For more information, visit our website at www.thermalenergy.com and follow us on Twitter at twitter.com/GoThermalEnergy.
This press release contains forward-looking statements relating to, and amongst other things, based on management’s expectations, estimates and projections, the anticipated effectiveness of the Company’s products and services and the timing of revenues to be received by the Company. Information as to the amount of heat recovered, energy savings and payback period associated with Thermal Energy International’s products are based on the Company’s own testing and average customer results to date. Statements relating to the expected installation and revenue recognition for projects, statements about the anticipated effectiveness and lifespan of the Company’s products, statements about the expected environmental effects and cost savings associated with the Company’s products and statements about the Company’s ability to cross-sell its products and sell to more sites are forward looking statements. These statements are not guarantees of future performance and involve a number of risks, uncertainties and assumptions. Many factors, some of which are outside of the Company’s control, could cause events and results to differ materially from those stated. Fulfilment of orders, installation of product and activation of product could all be delayed for a number of reasons, some of which are outside of the Company’s control, which would result in anticipated revenues from such projects being delayed or in the most serious cases eliminated.
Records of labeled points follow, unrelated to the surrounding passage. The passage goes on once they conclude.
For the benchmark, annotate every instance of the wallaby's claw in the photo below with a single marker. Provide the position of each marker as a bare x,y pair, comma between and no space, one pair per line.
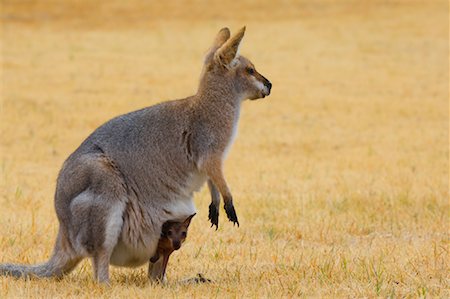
231,214
213,215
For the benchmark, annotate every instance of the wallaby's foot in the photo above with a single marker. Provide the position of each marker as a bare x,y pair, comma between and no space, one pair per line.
213,215
231,213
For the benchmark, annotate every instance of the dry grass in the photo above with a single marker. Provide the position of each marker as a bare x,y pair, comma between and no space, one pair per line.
340,177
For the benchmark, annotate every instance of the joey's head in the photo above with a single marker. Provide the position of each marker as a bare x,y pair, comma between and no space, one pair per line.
228,71
176,232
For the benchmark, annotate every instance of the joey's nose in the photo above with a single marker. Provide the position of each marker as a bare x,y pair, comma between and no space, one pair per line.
176,245
268,85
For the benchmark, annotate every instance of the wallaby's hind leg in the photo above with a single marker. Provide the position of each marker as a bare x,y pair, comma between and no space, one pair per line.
99,227
100,263
213,215
97,212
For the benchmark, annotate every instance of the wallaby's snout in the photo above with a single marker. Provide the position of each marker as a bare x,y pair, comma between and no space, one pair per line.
267,86
176,244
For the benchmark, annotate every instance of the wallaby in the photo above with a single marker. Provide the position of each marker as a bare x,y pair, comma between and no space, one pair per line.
173,234
139,170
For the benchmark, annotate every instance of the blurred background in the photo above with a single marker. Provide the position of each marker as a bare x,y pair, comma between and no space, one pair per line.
340,176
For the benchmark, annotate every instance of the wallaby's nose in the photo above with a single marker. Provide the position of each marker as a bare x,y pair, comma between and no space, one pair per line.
269,85
176,245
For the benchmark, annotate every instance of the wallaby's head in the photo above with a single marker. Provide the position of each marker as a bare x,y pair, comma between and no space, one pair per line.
176,232
226,70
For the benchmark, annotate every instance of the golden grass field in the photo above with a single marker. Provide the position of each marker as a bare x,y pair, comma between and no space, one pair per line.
340,177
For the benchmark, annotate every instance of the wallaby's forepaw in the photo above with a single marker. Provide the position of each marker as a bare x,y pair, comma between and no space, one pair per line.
231,213
213,215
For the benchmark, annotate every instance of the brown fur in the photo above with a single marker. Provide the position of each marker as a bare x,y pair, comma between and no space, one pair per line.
173,234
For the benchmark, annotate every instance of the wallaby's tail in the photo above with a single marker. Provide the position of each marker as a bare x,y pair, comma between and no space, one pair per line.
61,262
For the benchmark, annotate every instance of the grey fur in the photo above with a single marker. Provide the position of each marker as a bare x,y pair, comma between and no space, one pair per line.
140,170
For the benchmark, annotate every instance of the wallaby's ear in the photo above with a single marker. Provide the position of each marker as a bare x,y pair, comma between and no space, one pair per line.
188,220
228,51
221,38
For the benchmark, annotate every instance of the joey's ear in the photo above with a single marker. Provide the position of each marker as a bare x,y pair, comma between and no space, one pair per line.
221,38
228,51
188,220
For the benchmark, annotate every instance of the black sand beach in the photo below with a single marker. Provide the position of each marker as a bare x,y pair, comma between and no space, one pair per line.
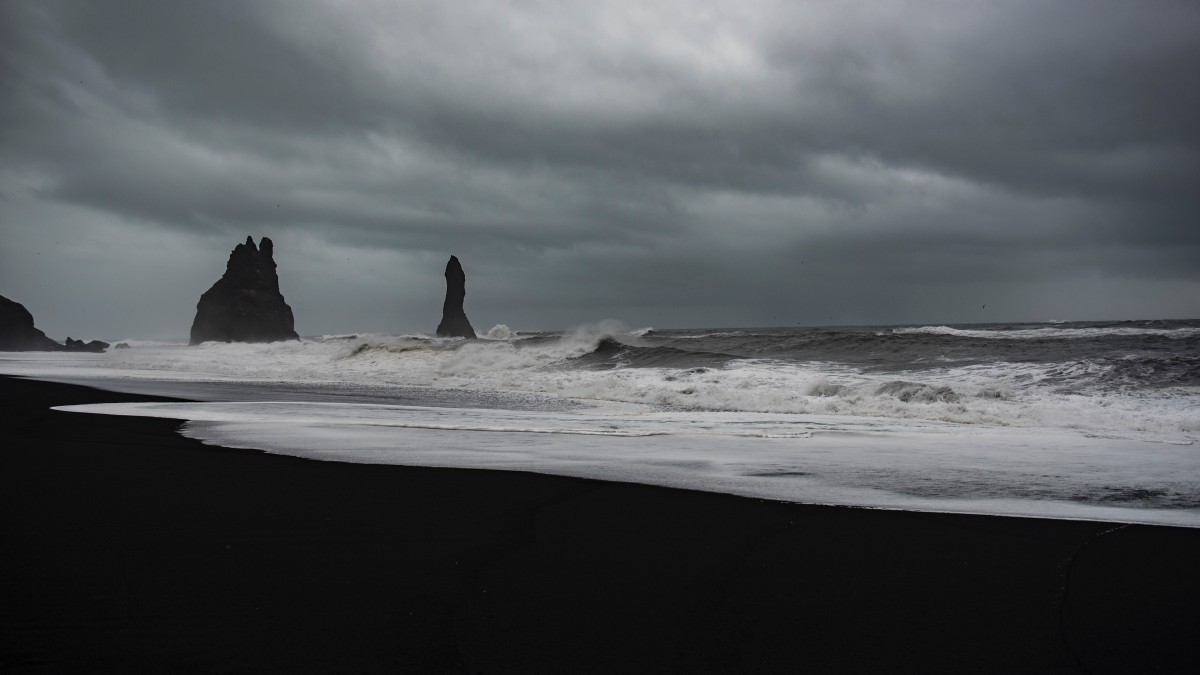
129,548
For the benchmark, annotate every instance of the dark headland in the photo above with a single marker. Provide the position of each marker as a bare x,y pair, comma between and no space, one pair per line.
131,549
454,318
18,333
245,305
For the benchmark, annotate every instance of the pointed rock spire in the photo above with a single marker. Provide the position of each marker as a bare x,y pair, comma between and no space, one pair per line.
454,318
245,305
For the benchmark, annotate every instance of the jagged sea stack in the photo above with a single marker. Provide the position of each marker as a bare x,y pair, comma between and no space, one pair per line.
454,320
245,305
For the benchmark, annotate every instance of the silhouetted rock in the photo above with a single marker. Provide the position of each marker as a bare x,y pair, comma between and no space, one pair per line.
454,320
17,332
81,346
245,305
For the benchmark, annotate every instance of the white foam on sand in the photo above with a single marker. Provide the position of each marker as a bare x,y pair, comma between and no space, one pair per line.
916,465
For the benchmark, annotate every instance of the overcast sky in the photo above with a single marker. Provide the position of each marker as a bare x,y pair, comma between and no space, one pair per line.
682,163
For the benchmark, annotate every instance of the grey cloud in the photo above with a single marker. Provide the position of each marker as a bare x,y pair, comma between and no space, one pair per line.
636,156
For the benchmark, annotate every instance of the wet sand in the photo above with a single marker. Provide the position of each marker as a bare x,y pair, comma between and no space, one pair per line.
129,548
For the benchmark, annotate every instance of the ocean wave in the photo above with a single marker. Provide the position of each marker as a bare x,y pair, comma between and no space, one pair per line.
1048,333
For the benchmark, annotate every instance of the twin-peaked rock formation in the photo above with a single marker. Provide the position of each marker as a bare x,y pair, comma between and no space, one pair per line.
454,318
245,305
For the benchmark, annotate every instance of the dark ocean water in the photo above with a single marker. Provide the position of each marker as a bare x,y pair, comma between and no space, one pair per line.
1120,354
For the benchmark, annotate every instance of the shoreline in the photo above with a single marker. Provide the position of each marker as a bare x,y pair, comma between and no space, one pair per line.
133,548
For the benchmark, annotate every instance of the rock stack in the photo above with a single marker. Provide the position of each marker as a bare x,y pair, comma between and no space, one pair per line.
245,305
454,318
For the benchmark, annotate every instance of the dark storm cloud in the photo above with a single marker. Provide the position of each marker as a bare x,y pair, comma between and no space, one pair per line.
640,155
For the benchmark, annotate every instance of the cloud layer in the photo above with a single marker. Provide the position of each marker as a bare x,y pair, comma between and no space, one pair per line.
682,163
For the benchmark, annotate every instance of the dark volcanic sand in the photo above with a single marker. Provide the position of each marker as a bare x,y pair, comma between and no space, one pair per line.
129,548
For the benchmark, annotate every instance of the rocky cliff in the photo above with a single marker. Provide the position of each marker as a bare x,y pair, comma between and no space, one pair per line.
18,334
245,305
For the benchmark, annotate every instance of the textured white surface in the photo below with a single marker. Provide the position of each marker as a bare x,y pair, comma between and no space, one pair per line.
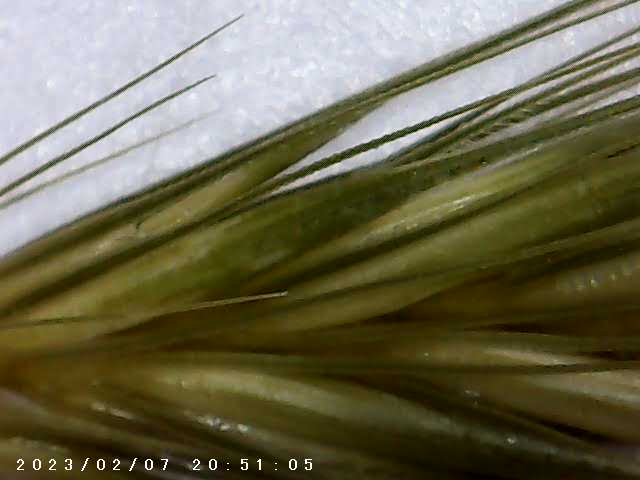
284,59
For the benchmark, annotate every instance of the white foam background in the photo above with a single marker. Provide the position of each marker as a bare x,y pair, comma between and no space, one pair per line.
284,59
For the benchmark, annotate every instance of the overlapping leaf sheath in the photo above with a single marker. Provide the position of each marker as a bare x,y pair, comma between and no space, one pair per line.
464,309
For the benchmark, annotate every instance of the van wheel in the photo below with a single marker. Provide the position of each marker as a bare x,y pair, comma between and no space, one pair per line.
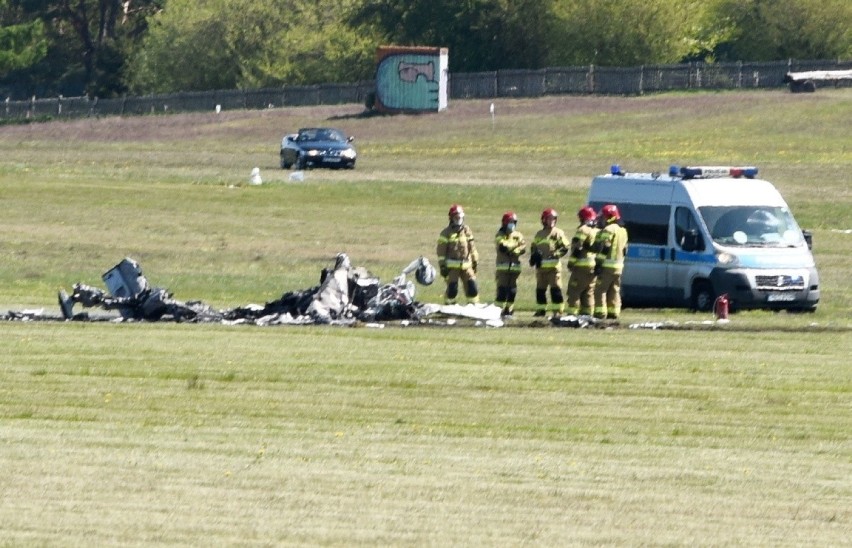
703,296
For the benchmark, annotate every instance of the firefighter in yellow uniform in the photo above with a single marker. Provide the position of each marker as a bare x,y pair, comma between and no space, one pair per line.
610,250
549,246
457,257
581,265
510,246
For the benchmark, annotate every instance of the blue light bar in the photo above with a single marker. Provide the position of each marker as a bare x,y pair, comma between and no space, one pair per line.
716,172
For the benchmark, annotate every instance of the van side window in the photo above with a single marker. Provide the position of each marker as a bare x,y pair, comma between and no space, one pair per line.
687,231
646,224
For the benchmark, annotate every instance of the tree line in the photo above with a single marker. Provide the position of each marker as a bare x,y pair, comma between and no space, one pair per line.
108,48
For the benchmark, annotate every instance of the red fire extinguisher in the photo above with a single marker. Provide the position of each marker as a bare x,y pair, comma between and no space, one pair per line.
720,307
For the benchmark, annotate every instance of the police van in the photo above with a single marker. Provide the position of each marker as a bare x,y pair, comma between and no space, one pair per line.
696,233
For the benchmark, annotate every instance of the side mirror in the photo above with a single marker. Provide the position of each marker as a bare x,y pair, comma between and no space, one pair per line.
691,241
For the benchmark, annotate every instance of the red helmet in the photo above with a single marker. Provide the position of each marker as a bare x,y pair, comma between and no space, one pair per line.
548,213
586,214
610,212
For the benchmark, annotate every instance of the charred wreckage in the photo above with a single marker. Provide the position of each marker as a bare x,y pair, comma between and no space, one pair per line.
345,295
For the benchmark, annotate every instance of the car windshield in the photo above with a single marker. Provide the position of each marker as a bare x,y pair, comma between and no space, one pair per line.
321,134
752,226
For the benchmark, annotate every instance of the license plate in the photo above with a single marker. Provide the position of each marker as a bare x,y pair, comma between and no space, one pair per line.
780,297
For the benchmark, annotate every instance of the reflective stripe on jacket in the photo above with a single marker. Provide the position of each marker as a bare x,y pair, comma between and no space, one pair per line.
582,244
510,246
611,247
456,248
552,244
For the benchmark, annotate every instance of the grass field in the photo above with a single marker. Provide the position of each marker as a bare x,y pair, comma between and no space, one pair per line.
148,434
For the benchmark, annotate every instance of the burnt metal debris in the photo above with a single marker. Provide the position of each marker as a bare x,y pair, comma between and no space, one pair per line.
345,295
Actions taken by the Company’s customers and factors inherent in the customer’s facilities but not anticipated by the Company can have a negative impact on the expected effectiveness and lifespan of the Company’s products and on the expected environmental effects and cost savings expected from the Company’s products. Any customer’s willingness to purchase additional products from the Company is dependent on many factors, some of which are outside of the Company’s control, including but not limited to the customer’s perceived needs and the continuing financial viability of the customer. The Company disclaims any obligation to publicly update or revise any such statements except as required by law.
Neither TSX Venture Exchange nor its Regulation Services Provider (as that term is defined in the policies of the TSX Venture Exchange) accepts responsibility for the adequacy or accuracy of this release.